Stability Design: DLQ and Idempotency
Dead Letter Queue (DLQ)
If message processing fails repeatedly, that message is moved to the DLQ. Through this:
- Messages that fail to process are not lost.
- They can be reprocessed after analyzing the cause of failure.
- They don't block the processing of normal messages.
// Setup DLQ when creating an SQS Queue
const queueAttributes = {
RedrivePolicy: JSON.stringify({
deadLetterTargetArn: DLQ_ARN,
maxReceiveCount: '3' // Move to DLQ after 3 failures
})
};
Idempotency
SQS Standard Queues guarantee "At-Least-Once Delivery." This means the same message can be processed twice.
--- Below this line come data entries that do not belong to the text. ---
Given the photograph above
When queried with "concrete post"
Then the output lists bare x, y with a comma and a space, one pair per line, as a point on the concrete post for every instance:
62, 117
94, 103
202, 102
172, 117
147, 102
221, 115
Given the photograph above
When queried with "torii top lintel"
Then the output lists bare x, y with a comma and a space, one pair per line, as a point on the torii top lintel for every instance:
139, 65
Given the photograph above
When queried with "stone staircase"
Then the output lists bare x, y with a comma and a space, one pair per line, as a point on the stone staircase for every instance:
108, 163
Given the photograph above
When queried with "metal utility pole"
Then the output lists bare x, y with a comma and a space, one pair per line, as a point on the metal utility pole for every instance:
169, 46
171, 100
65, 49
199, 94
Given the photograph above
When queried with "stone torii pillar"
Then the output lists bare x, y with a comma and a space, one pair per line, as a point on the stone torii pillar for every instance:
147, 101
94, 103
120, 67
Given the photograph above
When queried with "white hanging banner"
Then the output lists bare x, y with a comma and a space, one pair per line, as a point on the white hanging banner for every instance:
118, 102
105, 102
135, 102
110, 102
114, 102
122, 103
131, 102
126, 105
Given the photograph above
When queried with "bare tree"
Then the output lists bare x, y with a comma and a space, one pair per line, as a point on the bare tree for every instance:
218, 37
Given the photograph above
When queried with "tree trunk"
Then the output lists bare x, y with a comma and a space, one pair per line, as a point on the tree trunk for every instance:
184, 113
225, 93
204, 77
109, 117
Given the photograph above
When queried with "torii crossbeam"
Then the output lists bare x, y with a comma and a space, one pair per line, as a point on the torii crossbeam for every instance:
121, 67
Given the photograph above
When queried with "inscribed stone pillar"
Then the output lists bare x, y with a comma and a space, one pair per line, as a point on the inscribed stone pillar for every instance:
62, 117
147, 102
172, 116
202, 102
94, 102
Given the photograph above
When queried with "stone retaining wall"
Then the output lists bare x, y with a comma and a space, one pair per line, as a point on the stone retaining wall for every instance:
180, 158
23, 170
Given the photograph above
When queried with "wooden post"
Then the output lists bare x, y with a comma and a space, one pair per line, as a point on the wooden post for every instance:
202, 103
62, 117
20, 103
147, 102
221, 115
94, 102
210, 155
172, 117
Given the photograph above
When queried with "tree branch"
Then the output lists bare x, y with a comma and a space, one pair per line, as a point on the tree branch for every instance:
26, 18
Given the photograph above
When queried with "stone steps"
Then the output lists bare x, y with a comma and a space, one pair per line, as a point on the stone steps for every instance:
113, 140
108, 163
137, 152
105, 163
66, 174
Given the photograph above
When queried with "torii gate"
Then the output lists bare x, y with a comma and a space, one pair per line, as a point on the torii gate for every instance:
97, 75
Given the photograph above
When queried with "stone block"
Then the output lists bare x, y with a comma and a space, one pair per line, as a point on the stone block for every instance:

// Prevent duplicate processing with an idempotency key
export const handler = async (event: SQSEvent) => {
for (const record of event.Records) {
const messageId = record.messageId;
// Check if the message has already been processed
const isProcessed = await idempotencyStore.exists(messageId);
if (isProcessed) {
console.log(`Skipping already processed: ${messageId}`);
continue;
}
await processTranscoding(JSON.parse(record.body));
// Record completion
await idempotencyStore.set(messageId, { processedAt: new Date() });
}
};
Bonus: Automatic S3 Cleanup
Temporary chunk files and thumbnails generated during live streaming should be automatically deleted after the stream ends.
// Periodic cleanup using EventBridge Scheduler
export const cleanupHandler = async () => {
const expiredChannels = await db.channels
.findMany({ where: { status: 'ENDED', endedAt: { lt: sevenDaysAgo } } });
for (const channel of expiredChannels) {
await s3.deleteObjects({
Bucket: MEDIA_BUCKET,
Delete: {
Objects: await listChunkFiles(channel.id)
}
}).promise();
}
};
Results
By transitioning to an event-driven architecture:
- Eliminated inter-service coupling: The Upload Service functions normally even if the Transcoding Service goes down.
- Easy to add new features: We can connect new services just by adding EventBridge rules, without modifying existing code.
- Infrastructure cost efficiency: Heavy tasks like transcoding are decoupled into Lambdas, running only when needed.
Conclusion: When is Event-Driven Appropriate?
Event-driven architecture is not always the answer. It is particularly effective in the following cases:
- Long-running asynchronous tasks (video transcoding, sending emails, etc.)
- When multiple services must react to the same event (Pub/Sub pattern)
- Tasks that require retries upon failure (utilizing DLQs)
On the other hand, if an immediate response is required (e.g., payment confirmation) or if processing order is extremely strict, synchronous calls might be more appropriate.